Default network fractionation. At model order = 15, the default network (DMN) is fractionated into two subnetworks: anterior and medial temporal lobe. These two subnetworks are stable across model order = 25, but the anterior default network (aDMN) fractionates into two further subdivisions, a dorsomedial prefrontal component and a ventromedial prefrontal component, which are stable at model order = 100. The medial temporal lobe default network (mtlDMN) fractionates at model order = 100 into two components, which is best characterized by a neuroanatomical dissociation in medial parietal cortex, with a precuneus mtlDMN subnetwork and a posterior cingulate cortex mtlDMN subnetwork.
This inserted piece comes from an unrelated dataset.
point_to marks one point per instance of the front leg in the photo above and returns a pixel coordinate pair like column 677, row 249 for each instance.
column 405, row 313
Further fractionation is observable at higher model orders (200–300, not shown). Depending on model order, several components could plausibly comprise the default network. The reliable application of labels to these subnetworks is inconsistent throughout the literature with no guiding taxonomy.

Figure 5.

Forms of interindividual variation in functional neuroanatomy and large-scale brain network topography. (A) Task-responsive cortical areas, which comprise large-scale brain networks, vary in their spatial location across individuals. (B) Similar network components are present across individuals, but differ in magnitude of associations. (C) Large-scale brain networks differ between people in size and position. (D) Whole-brain functional connectivity, resulting from small differences in seed placement, can reveal dramatically different network topographies between people (Laumann et al., 2015). Adapted figure panels A from Stevens et al. (2015), B–C from Gordon and Nelson (2021), with permission.

Figure 6.

Cortical and subcortical elements of the default network. Anatomical locations of the default network (red) in lateral and medial cortex (top), basal ganglia, thalamus, and medial temporal lobe (bottom left), and cerebellum (bottom right).

Figure 7.

Ten representative group-level functional brain network atlases. In this example, Yeo’s 17-network atlas serves as the reference atlas, and all other atlases are projected to the same space to compute overlap with the reference network (from Kong et al., 2022).